Изменить размер шрифта - +

Тализ от всех этих регалий только отмахивается – ему никогда не нравилось прозвище «Отец новой журналистики», которым его наградил друг и писатель Том Вулф, ему плевать на почести, плевать на проклятия – по крайней мере, он так заверяет. Тализ во все это ввязался, чтобы рассказывать истории обычных людей и их неудач, и сегодня он ответит на любые вопросы из зала – конечно же, сведя все к нескольким истинам, которые он из раза в раз повторяет во всех беседах, выступлениях и интервью. Первая истина – он с детства изолирован от других, всю жизнь был и остается аутсайдером, который знает, что у каждого есть история, и ему важно ее вытащить – потому что если он не расскажет эти истории, их не расскажет никто. Вторая – он умеет доставать из людей эти истории, потому что родился в семье портного эмигранта, вырос в ателье, и это научило его всё слышать и хорошо одеваться, что позволяет разговаривать с кем угодно. Третья – в своей работе он всегда щепетильно ищет ответ на один простой вопрос: каково быть вами? Как вы справляетесь с вашими неудачами, проигрышами, тем, что вас презирают или неверно поняли? Чем вы это компенсируете? «Большинство людей поглощены только собой», – сказал мне как то Тализ – «Они никогда не подумают о вас. Но я подумаю».

 

Гэй родился 7 февраля 1932 в Оушен Сити, штат Нью Джерси, в семье итальянских эмигрантов. Родной город он запомнил консервативным, протестантским и правым: алкоголь под запретом, на океанский пляж нельзя выйти без рубашки, все подчинено религиозным порядкам, на улицах действует ячейка Ку Клукс Клана. Именно здесь Тализ сформировался как рассказчик, убежденный, что долг автора – искать маленькие истории и видеть за ними большой контекст. Он и сам взрослел на фоне большого контекста: шла Вторая мировая война, папины братья воевали в Италии в армии Муссолини, а патриотическое, преимущественно ирландское население Оушен сити малочисленных итальянцев ненавидело и относилось как к грязи. К тому же далекая война пронизывала каждодневный быт: товары продавались по талонам, юноши уходили на фронт, а фонари на променадах закрасили черным цветом, чтобы их не было видно с немецких подлодок, которые в 1942 году добрались до американских территориальных вод. В социальной изолированности, во взрослении внутри меньшинства, в отчужденности Тализ нашел свою суперсилу – стал наблюдателем, который жадно ищет истории потерь и неудач.
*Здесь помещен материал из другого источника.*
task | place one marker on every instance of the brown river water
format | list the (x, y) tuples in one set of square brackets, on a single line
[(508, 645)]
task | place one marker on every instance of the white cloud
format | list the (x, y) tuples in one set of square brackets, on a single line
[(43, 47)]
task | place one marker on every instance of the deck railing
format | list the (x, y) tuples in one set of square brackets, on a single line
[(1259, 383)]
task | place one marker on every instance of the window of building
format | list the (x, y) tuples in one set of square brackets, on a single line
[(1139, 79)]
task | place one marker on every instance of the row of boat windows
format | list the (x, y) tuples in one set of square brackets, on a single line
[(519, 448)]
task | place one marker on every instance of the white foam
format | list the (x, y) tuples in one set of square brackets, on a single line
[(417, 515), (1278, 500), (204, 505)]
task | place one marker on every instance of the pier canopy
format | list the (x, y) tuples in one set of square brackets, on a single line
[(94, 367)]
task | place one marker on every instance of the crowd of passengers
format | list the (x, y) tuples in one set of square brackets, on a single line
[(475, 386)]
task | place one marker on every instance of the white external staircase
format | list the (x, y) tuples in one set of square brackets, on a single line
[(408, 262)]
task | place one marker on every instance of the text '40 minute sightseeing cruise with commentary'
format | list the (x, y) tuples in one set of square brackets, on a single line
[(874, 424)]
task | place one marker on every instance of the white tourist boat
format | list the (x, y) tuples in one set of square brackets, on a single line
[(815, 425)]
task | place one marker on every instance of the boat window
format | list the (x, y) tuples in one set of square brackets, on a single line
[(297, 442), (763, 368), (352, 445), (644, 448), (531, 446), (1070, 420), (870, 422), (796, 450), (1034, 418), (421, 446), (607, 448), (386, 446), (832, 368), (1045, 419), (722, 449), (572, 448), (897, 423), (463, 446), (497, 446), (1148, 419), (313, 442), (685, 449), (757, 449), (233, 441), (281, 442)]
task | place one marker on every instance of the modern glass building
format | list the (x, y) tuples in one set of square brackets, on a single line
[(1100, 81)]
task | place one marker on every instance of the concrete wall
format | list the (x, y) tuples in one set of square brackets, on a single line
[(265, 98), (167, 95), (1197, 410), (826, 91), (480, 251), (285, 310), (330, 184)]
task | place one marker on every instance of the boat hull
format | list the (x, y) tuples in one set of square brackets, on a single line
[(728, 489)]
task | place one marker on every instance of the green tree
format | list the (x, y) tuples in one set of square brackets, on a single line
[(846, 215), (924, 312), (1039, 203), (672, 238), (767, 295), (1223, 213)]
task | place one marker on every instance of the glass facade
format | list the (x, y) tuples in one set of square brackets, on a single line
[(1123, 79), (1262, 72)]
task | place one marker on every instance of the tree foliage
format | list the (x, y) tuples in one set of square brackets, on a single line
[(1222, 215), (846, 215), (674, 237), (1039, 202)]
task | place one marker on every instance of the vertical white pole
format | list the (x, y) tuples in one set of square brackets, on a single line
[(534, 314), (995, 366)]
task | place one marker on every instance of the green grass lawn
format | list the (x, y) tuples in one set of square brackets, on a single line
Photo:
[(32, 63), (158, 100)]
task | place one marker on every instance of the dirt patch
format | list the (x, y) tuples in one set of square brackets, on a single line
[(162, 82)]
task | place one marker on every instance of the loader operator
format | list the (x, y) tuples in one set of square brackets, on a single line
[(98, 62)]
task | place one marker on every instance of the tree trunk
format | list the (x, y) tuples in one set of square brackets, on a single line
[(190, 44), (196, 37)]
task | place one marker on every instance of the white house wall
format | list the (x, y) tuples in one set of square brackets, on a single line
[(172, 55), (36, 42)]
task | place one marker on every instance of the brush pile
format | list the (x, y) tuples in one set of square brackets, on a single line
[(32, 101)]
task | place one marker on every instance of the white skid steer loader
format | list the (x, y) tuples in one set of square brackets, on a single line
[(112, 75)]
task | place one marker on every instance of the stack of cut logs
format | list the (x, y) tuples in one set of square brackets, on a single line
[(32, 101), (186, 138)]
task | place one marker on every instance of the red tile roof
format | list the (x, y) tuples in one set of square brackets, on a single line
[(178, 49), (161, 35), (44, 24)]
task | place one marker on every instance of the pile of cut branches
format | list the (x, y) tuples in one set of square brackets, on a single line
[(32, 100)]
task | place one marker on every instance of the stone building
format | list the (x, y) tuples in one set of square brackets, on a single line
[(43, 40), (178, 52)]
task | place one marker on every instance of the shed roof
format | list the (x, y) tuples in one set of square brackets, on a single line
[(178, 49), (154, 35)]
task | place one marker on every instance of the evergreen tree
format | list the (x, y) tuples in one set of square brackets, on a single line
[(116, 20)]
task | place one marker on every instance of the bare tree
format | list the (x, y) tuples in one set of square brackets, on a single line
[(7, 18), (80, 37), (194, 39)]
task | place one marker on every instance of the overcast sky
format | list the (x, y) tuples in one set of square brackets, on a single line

Его семья держала магазин женской одежды и ателье мужских костюмов, которые Тализы открыли с двух сторон выкупленного ими здания разорившейся местной газеты на главной улице города. Жили там же, на втором этаже – Тализ до сих пор помнит высокие офисные ступеньки и комнаты, где раньше стояли огромные наборные станки. Каждый день после уроков в католической школе Гэй помогал папе и маме в их магазинах и слушал. К маме за красивыми платьями приходили взрослые обеспеченные дамы: жены владельцев и дилеров автоцентров, чиновников, директоров школ и предприятий. Сами мужчины шли к папе. Они слонялись по городу, заходили на примерку и рассказывали про свою жизнь – переживания, неудачи, открытия, сплетни.

Тализ говорит, что освоил жанр интервью, наблюдая за мамой и ее общением с клиентами – научился у нее слушать заботливо, с терпением, принятием и почтением. И – не перебивать, когда люди не могут объясниться, потому что именно в такие моменты они лучше всего раскрываются: паузы, заминки, переключения темы могут рассказать больше любых слов. В сфере обслуживания, объясняет он, всегда есть элемент определенного раболепия – даже если с тобой общаются не слишком любезно, ты должен быть исключительно вежлив, потому что эти люди дают тебе деньги. Это были уроки от мамы, бизнесвумен, которая содержала семью – папа был художником, творил и не умел продавать. Но у него Гэй научился быть портным – работая не с тканями, но с фактурой, сшивать реальные истории так, чтобы они читались как единое литературное произведение – журналистский рассказ.